Frequently Asked Questions
Does CoCoDiff apply to NVIDIA GPU clusters with NVLink and InfiniBand?
The mechanisms are conceptually portable, but the 3.6x average and 8.4x peak speedups were measured on Intel Ponte Vecchio tiles with Slingshot-11 interconnect. Teams should expect different absolute numbers and will need to re-benchmark on their own interconnects before making hardware decisions.
How does CoCoDiff differ from standard Ulysses sequence parallelism?
Standard Ulysses treats all devices as a flat pool and assumes constant communication volume. CoCoDiff adds Tile-Aware Parallel All-to-All to match physical topology, V-First scheduling to overlap V communication with Q/K preprocessing, and V-Major selective communication to filter redundant transfers across denoising steps.
What do teams need to change to adopt CoCoDiff in production?
As of April 2026, no production inference framework has adopted CoCoDiff. Teams will need to implement or port these optimizations themselves, including topology mapping for their specific interconnect and validation that V-Major’s approximation preserves generation quality for their use case.

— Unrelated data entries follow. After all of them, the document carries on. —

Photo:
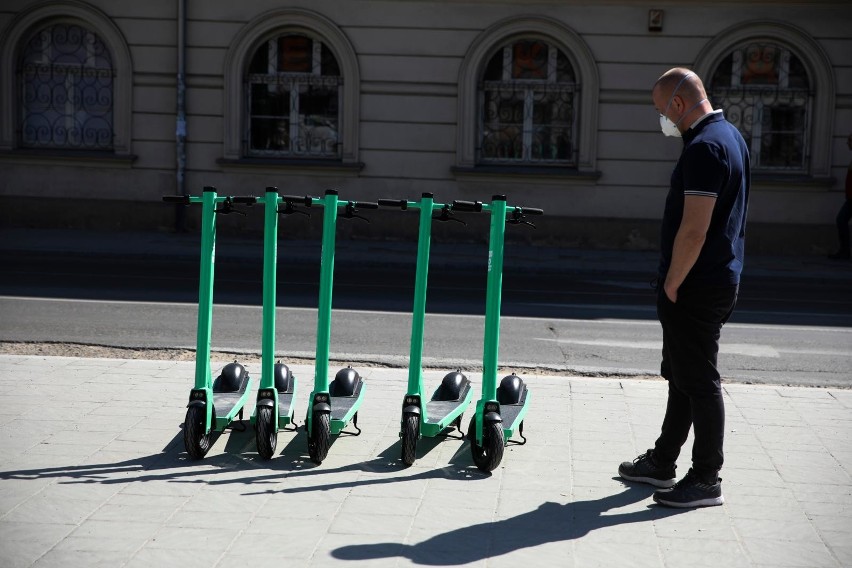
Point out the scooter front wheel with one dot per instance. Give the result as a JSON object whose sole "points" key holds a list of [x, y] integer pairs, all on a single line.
{"points": [[195, 439], [320, 439], [489, 455], [266, 435], [410, 433]]}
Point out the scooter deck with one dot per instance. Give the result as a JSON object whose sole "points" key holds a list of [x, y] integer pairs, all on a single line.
{"points": [[440, 414], [343, 408], [229, 404], [285, 406], [513, 414]]}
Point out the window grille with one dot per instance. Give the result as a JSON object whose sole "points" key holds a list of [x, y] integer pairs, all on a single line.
{"points": [[528, 101], [765, 92], [293, 100], [65, 77]]}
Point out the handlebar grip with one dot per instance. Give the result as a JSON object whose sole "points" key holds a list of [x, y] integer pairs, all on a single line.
{"points": [[176, 199], [401, 203], [244, 199], [473, 206]]}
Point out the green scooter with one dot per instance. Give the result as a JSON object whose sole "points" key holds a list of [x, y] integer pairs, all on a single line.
{"points": [[502, 408], [332, 405], [213, 404], [277, 389], [453, 396]]}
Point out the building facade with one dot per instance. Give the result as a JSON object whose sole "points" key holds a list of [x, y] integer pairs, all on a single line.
{"points": [[105, 105]]}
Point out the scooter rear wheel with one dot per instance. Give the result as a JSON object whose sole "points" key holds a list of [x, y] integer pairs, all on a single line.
{"points": [[320, 439], [266, 435], [489, 455], [195, 440], [410, 433]]}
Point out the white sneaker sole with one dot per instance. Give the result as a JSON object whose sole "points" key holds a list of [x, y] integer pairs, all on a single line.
{"points": [[710, 502], [662, 483]]}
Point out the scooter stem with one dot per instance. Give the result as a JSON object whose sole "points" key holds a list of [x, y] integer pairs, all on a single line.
{"points": [[205, 289], [270, 260], [415, 366], [329, 226], [493, 297]]}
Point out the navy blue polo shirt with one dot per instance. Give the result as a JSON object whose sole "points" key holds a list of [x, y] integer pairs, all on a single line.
{"points": [[714, 163]]}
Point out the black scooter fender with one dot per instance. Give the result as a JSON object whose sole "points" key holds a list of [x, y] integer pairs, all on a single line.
{"points": [[490, 417], [411, 409]]}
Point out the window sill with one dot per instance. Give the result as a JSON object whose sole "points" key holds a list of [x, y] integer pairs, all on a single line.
{"points": [[84, 158], [790, 182], [321, 167], [538, 173]]}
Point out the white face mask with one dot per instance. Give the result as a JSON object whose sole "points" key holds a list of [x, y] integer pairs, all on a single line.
{"points": [[668, 127]]}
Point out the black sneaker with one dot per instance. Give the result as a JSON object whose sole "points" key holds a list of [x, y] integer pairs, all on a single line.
{"points": [[643, 469], [691, 491]]}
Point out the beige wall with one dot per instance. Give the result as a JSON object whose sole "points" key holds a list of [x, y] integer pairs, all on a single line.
{"points": [[409, 54]]}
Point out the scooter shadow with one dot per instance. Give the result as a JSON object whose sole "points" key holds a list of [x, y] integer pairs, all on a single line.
{"points": [[549, 522], [238, 463], [386, 468]]}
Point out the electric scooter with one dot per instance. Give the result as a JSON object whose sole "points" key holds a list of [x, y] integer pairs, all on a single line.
{"points": [[502, 408], [213, 404], [332, 405], [277, 389], [453, 396]]}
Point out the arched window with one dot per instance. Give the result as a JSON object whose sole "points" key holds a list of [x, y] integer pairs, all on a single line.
{"points": [[65, 87], [66, 77], [528, 106], [293, 99], [776, 83], [528, 99], [292, 87], [766, 93]]}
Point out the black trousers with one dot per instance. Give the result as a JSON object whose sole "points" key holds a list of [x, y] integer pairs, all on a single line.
{"points": [[842, 221], [691, 330]]}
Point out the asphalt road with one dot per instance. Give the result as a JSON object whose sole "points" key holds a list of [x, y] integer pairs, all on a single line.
{"points": [[786, 330]]}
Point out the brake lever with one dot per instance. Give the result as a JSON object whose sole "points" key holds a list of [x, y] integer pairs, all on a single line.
{"points": [[228, 208], [518, 219], [447, 215], [349, 213], [290, 210]]}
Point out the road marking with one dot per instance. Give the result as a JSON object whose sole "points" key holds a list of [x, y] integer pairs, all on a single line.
{"points": [[435, 315], [726, 348]]}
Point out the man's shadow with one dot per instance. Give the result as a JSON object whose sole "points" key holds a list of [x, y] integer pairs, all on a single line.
{"points": [[550, 522]]}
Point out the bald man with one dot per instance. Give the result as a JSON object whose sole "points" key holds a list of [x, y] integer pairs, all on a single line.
{"points": [[702, 241]]}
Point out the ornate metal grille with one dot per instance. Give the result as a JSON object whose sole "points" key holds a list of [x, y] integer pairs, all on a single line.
{"points": [[765, 92], [528, 106], [293, 100], [65, 78]]}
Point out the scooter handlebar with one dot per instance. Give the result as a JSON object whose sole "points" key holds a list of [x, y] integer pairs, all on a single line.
{"points": [[184, 199], [305, 200], [244, 199], [472, 206], [401, 203], [365, 205]]}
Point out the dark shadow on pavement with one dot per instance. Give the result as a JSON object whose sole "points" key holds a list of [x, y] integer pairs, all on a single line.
{"points": [[550, 522]]}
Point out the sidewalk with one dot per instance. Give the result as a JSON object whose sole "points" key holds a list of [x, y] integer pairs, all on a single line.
{"points": [[93, 473], [536, 259]]}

Why is the 8.4x peak speedup not a reliable number for capacity planning?
The 8.4x figure is a best-case scenario under favorable topology and model conditions. The 3.6x average reflects expected improvement when communication patterns are irregular and temporal redundancy varies across denoising stages.
What makes DiT inference more vulnerable to communication overhead than LLM inference?
DiT inference requires the full sequence state at every attention layer with no equivalent of a draft model to hide communication behind computation. The spatial coherence requirements of latent patches also make sequence partitioning non-trivial to skip, so DiT clusters become communication-bound earlier in their scaling curve than LLM clusters of comparable size.